Originally Posted by Runesinger
OK, now I have to stand up against a common misconception about Norse beliefs. The Norse society was not patriarchal in nature. Both men and women held a more balanced status of differing abilities and strengths. Norse society recognized that men and women were not the same, but equal.
The use of the Patronymic in naming and the prowess of men in feats of physical strength and battle would tend to make one think that Norse society was male-dominated.
However, women were seen as greater in spiritual/psychic abilities. The Norse version of shaman, the Seidhkona, was almost exclusively a female role. Women were also seen as the lore-keepers. They had great authority in rulings on law and customs.

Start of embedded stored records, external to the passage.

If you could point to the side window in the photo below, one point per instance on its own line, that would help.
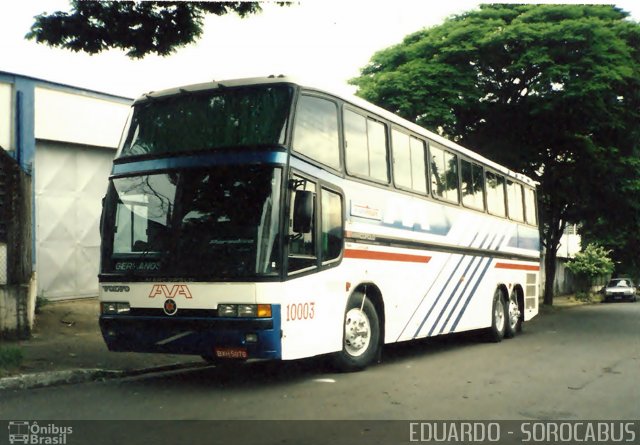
(332, 231)
(531, 213)
(356, 144)
(365, 147)
(514, 201)
(378, 159)
(495, 194)
(316, 130)
(444, 174)
(302, 245)
(472, 185)
(408, 162)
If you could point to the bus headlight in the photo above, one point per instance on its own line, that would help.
(244, 310)
(114, 308)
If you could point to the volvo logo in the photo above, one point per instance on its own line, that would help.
(170, 307)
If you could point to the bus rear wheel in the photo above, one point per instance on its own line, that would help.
(361, 339)
(498, 318)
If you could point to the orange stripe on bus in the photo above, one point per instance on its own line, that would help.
(516, 266)
(387, 256)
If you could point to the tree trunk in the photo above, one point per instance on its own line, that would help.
(550, 258)
(552, 235)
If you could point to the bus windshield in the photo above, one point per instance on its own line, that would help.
(214, 223)
(233, 117)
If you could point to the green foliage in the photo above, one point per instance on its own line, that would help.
(592, 262)
(10, 357)
(140, 28)
(552, 91)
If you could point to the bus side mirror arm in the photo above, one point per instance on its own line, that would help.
(303, 211)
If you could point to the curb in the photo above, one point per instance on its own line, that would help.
(73, 376)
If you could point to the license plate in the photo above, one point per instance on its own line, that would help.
(231, 353)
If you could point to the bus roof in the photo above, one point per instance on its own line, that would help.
(349, 98)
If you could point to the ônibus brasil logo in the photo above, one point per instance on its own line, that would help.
(170, 307)
(32, 433)
(176, 290)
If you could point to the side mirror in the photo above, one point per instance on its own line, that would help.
(303, 211)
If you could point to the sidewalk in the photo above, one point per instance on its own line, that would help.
(66, 346)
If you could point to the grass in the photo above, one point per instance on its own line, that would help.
(10, 357)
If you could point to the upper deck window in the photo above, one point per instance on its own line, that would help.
(471, 175)
(408, 162)
(316, 130)
(444, 173)
(365, 147)
(233, 117)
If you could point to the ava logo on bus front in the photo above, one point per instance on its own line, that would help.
(173, 292)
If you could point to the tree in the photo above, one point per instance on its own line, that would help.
(140, 28)
(591, 263)
(552, 91)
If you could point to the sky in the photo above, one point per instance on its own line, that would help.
(324, 42)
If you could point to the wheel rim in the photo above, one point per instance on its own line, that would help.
(514, 313)
(357, 332)
(499, 314)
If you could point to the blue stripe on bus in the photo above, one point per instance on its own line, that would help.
(471, 280)
(468, 300)
(455, 290)
(429, 290)
(446, 284)
(466, 303)
(207, 159)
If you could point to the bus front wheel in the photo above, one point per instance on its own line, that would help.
(498, 318)
(361, 339)
(514, 316)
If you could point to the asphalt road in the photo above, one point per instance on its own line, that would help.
(575, 363)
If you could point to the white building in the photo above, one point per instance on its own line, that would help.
(66, 138)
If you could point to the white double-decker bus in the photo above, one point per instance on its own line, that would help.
(261, 218)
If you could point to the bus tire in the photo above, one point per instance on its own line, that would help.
(496, 332)
(513, 323)
(361, 335)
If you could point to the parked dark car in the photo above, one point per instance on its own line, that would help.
(620, 289)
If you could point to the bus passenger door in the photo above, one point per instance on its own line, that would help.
(313, 304)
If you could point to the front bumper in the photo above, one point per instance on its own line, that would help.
(193, 335)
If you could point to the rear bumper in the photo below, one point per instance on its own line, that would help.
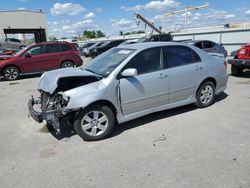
(239, 63)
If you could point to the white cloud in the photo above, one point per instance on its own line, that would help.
(89, 15)
(122, 23)
(162, 5)
(67, 9)
(99, 9)
(21, 8)
(247, 12)
(154, 6)
(228, 16)
(158, 17)
(134, 8)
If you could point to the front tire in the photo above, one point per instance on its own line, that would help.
(11, 73)
(205, 95)
(236, 71)
(94, 123)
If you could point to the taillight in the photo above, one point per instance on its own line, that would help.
(242, 51)
(225, 64)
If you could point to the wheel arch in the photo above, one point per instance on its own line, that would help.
(211, 79)
(106, 103)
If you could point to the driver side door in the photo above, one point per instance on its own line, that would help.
(149, 88)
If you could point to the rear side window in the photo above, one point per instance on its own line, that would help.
(65, 47)
(207, 44)
(146, 61)
(36, 50)
(175, 56)
(52, 48)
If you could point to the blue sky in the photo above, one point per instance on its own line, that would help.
(71, 17)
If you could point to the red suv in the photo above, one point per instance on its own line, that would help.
(39, 58)
(244, 52)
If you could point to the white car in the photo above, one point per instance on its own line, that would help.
(128, 82)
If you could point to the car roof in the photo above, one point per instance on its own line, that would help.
(145, 45)
(194, 41)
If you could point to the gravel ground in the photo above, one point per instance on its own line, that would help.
(182, 147)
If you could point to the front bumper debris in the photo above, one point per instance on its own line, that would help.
(49, 116)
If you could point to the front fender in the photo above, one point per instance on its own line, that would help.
(83, 96)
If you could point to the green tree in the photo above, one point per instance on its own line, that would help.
(99, 34)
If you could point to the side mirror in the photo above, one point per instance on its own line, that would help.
(130, 72)
(27, 55)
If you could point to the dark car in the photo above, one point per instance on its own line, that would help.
(39, 58)
(208, 46)
(104, 47)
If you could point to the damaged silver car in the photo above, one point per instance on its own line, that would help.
(125, 83)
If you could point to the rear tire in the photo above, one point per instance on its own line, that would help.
(11, 73)
(67, 64)
(236, 71)
(205, 95)
(94, 122)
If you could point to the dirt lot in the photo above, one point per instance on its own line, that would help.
(183, 147)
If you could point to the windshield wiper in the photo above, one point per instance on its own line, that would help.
(94, 72)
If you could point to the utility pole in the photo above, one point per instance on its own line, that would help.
(185, 11)
(147, 22)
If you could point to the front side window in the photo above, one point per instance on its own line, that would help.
(207, 44)
(179, 55)
(36, 50)
(105, 63)
(52, 48)
(146, 61)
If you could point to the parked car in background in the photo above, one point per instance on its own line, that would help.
(40, 57)
(128, 82)
(210, 47)
(104, 47)
(165, 37)
(85, 48)
(12, 43)
(128, 42)
(95, 45)
(241, 60)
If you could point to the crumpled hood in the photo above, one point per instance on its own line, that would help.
(4, 57)
(48, 81)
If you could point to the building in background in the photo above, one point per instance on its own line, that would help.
(23, 22)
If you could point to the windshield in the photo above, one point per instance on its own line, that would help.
(105, 63)
(96, 45)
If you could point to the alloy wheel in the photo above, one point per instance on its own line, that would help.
(94, 123)
(11, 73)
(206, 94)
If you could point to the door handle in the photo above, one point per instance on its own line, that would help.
(198, 67)
(162, 76)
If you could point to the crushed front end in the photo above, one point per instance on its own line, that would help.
(50, 108)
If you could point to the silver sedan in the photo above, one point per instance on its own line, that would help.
(128, 82)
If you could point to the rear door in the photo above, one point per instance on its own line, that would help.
(150, 87)
(34, 62)
(53, 55)
(185, 72)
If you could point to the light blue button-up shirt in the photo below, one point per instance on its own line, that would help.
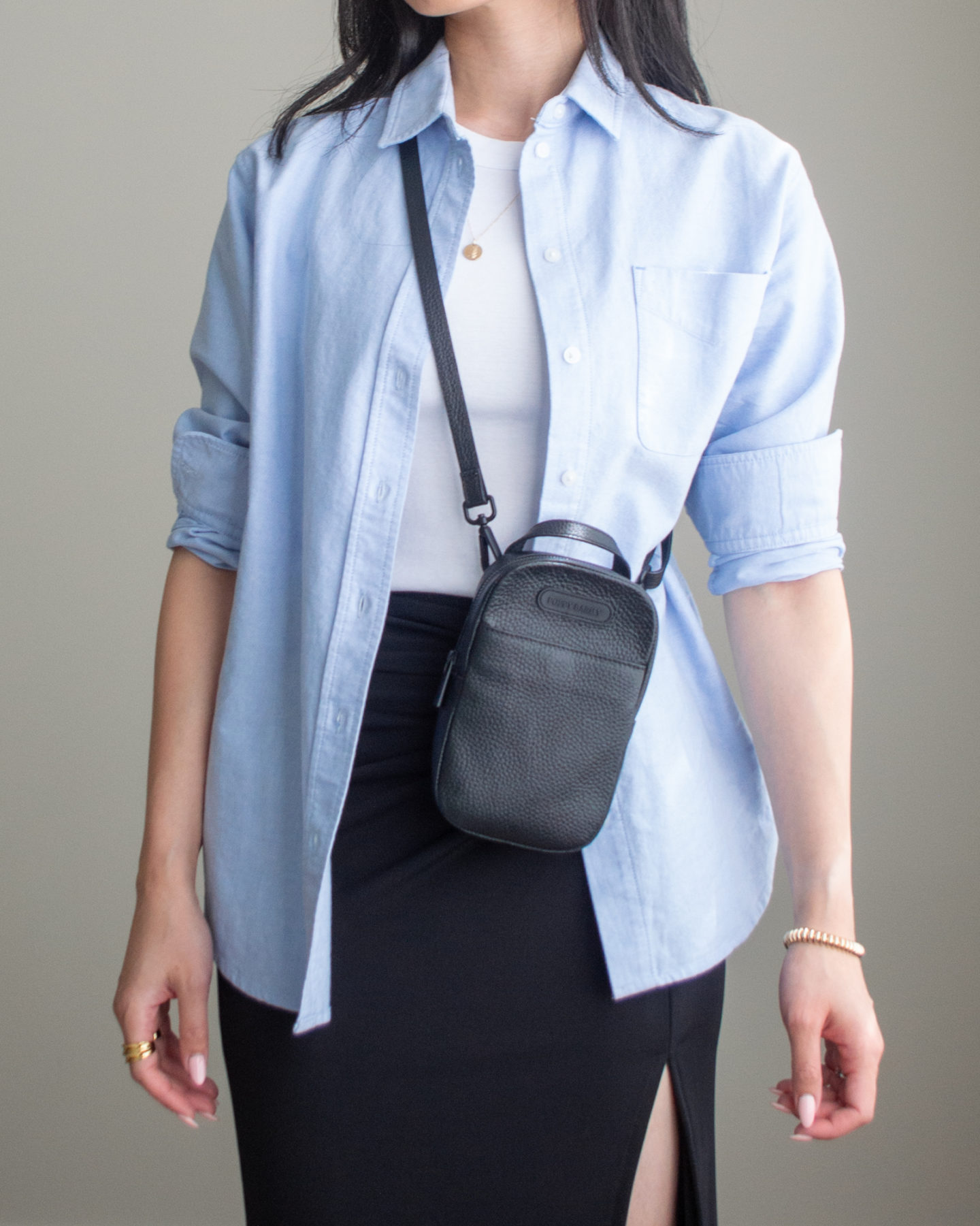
(692, 330)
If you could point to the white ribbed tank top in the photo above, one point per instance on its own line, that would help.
(496, 334)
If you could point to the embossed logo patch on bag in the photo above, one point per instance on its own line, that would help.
(557, 601)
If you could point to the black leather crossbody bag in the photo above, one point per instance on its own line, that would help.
(539, 696)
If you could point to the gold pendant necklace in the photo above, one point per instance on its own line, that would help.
(473, 251)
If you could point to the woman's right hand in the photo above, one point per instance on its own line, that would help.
(169, 958)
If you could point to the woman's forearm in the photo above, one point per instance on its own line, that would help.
(793, 656)
(190, 645)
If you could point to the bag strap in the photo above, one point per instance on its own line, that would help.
(474, 491)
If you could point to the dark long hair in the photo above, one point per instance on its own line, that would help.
(381, 41)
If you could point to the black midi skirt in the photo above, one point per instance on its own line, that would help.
(477, 1071)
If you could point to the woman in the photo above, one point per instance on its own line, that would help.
(419, 1025)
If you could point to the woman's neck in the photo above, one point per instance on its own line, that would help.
(508, 58)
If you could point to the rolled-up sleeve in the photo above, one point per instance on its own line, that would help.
(210, 459)
(765, 494)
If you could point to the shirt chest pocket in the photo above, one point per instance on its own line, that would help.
(693, 330)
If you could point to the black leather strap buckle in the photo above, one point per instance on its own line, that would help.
(482, 519)
(649, 578)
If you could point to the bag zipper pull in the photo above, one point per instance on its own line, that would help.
(446, 673)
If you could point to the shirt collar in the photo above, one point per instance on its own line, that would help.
(425, 93)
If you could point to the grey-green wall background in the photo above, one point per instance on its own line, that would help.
(120, 119)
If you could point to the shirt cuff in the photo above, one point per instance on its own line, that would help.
(211, 482)
(770, 515)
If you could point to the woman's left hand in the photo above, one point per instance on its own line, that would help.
(822, 995)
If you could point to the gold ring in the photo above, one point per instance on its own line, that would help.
(141, 1051)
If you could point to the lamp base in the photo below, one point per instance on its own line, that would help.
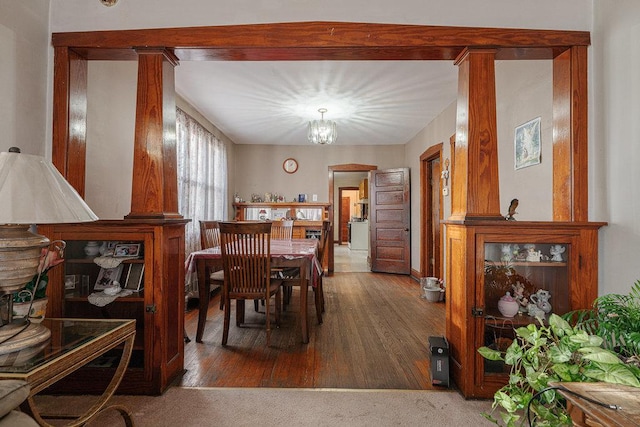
(20, 341)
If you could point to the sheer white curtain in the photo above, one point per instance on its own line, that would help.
(202, 177)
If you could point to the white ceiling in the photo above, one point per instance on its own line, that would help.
(372, 102)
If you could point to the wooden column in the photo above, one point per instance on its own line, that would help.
(570, 139)
(475, 192)
(155, 182)
(70, 116)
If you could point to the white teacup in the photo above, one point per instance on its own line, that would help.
(112, 290)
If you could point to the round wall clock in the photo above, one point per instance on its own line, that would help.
(290, 165)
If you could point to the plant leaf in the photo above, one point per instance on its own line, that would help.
(490, 354)
(600, 355)
(560, 326)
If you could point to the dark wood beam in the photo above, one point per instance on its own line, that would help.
(322, 40)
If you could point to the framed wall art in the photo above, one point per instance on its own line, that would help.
(107, 276)
(527, 144)
(127, 249)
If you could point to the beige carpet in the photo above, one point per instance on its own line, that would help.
(187, 407)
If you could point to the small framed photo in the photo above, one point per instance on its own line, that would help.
(527, 144)
(126, 249)
(70, 281)
(134, 277)
(107, 276)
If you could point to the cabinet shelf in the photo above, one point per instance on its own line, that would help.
(537, 264)
(91, 261)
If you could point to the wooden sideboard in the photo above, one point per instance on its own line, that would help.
(307, 216)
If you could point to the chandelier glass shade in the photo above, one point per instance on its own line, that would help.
(322, 131)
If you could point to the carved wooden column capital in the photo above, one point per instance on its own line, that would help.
(475, 193)
(155, 182)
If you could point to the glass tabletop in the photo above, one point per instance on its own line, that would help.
(67, 335)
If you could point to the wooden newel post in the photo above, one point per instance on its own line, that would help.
(475, 182)
(155, 182)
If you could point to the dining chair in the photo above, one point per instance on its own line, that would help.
(291, 277)
(282, 229)
(246, 260)
(210, 238)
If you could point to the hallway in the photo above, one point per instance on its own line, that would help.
(346, 260)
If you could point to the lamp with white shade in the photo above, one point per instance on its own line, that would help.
(32, 192)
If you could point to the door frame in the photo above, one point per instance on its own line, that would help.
(340, 190)
(426, 196)
(349, 167)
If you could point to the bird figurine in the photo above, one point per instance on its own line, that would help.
(512, 210)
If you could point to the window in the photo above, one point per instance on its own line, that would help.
(202, 177)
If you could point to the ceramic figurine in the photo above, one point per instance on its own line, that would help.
(533, 255)
(541, 300)
(506, 252)
(556, 252)
(508, 306)
(534, 311)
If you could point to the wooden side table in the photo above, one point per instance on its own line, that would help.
(585, 413)
(75, 343)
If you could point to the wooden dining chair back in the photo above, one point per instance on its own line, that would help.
(325, 239)
(209, 234)
(282, 230)
(246, 260)
(291, 276)
(210, 238)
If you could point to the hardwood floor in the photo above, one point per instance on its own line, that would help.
(374, 336)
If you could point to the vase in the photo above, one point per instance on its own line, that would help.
(92, 248)
(38, 309)
(508, 306)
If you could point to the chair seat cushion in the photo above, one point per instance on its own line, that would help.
(217, 276)
(285, 273)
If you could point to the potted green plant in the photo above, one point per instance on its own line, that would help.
(551, 352)
(615, 318)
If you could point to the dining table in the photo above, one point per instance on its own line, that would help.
(285, 253)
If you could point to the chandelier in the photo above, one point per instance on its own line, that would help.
(322, 131)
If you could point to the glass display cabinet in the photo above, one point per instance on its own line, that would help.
(512, 272)
(148, 262)
(523, 282)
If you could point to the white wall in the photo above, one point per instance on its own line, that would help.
(614, 150)
(24, 41)
(524, 91)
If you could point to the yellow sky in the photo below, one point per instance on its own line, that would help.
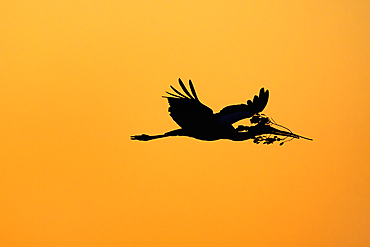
(78, 78)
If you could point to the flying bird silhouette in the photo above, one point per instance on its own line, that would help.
(198, 120)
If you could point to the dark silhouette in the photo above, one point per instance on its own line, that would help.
(198, 121)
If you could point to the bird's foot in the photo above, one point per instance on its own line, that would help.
(142, 137)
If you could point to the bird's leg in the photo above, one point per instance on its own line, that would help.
(242, 128)
(145, 137)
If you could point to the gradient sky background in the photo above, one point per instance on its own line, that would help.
(78, 78)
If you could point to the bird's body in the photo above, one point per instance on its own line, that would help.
(198, 120)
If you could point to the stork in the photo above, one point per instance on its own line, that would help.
(199, 121)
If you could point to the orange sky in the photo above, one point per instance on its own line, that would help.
(78, 78)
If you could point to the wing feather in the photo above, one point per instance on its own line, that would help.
(184, 89)
(193, 90)
(233, 113)
(189, 112)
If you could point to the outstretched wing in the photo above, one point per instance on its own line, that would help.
(234, 113)
(186, 109)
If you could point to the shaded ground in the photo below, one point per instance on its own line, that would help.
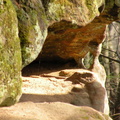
(44, 92)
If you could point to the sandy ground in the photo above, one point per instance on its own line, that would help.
(44, 92)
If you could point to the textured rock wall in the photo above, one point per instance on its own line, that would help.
(32, 24)
(10, 55)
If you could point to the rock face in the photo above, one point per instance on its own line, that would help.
(71, 41)
(32, 28)
(73, 10)
(51, 111)
(10, 55)
(112, 43)
(34, 15)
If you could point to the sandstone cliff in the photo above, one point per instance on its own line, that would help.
(70, 30)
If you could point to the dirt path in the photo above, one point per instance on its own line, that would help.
(44, 91)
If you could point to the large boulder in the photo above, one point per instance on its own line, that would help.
(10, 55)
(79, 12)
(32, 28)
(50, 111)
(34, 15)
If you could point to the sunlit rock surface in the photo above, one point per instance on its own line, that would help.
(10, 55)
(32, 24)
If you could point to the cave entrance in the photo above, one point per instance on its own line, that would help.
(38, 67)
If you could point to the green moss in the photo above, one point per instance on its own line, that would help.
(10, 56)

Women were the source of wisdom in the community. Women were expected to grow in wisdom as they matured. Consequently, as a woman grew older, her value in the community increased. This is a very different view from our youth-obsessed modern society.
Th sagas have many incidents where great heroes sought wisdom from their grandmothers. Even the name "Edda" comes from the old Icelandic word from "Great-Grandmother," for a Great-grandmother would be seen as the greatest source of wisdom. The older women were often counseled before a battle.
This is not to sat that women stayed home while men went to battle. There were sagas that showed husband and wife fighting side-by-side. Also single women went to battle as shield-maidens (Skjoldmar).
In Norse society there was more cross-over in gender roles. Each person did what he or she did best. The Norse environment was harsh, and everyone had to perform to their greatest potential.
I never meant to say that they were unequal in culture or anything Runesinger (far from the truth, it's one of the traits I'm most proud of in fact); I was just mentioning a comparison between the two cultures. I was mainly referring to the "Patronymic in naming" in my post.